And speaking of Jackson, Gingrich didn’t help himself with Republicans by his comment to the Los Angeles Times. Defending his invitation to Jackson to sit in his box during the State of the Union address, the speaker said: ” I’m courting every American of any background.” Implicit was the notion that Gingrich’s critics objected to Jackson only because he’s black, rather than because he is a left-wing demagogue and sworn political foe of long standing.
The invitation seems to have been part of a courtship ritual on Gingrich’s part, a reciprocation for Jackson’s having hosted Gingrich on his television talk show, the only such venue Gingrich has appeared on since the election. And like the elaborate mating dances of certain spider families, this one, we think, has a foreordained outcome.

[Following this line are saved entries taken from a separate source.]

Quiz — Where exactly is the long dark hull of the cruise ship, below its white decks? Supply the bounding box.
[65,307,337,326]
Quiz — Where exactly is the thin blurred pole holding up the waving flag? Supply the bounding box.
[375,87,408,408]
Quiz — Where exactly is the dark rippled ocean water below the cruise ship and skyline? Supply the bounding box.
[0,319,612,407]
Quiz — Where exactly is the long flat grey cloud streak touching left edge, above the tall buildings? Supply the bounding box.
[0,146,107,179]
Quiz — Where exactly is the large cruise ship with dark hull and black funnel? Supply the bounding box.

Jesse Jackson, you see, rejects Newt Gingrich and all his works. Just after the ’94 election, he said that Gingrich had “declared war on the poor.” But not to worry, Jackson added: “We survived George Wallace. We survived [segregationist senator] Bilbo. We’ll survive Newt Gingrich.” And at a Jackson-organized march in May 1995 dubbed “From Newt’s Nightmare to Dr. King’s Dream,” Jackson urged his followers to oppose the speaker’s “hateful, hurtful rhetoric” and then, with no hint of irony, warned the speaker that ” the hostility, the hurt, the scapegoating, the name-calling has to stop.” At last year’s Democratic convention, Jackson praised President Clinton as “our first line of defense against Newt Gingrich’s Contract on America, a right- wing assault on our elderly, our students, and our civil rights.”
What’s more, when Jackson called it “an insult” that Bob Dole and Newt Gingrich did not attend the funeral of commerce secretary Ron Brown, who do you suppose returned fire? Freshman Republican J. C. Watts, who decried “the politicization of this tragedy . . . by Mr. Jackson or anyone else.”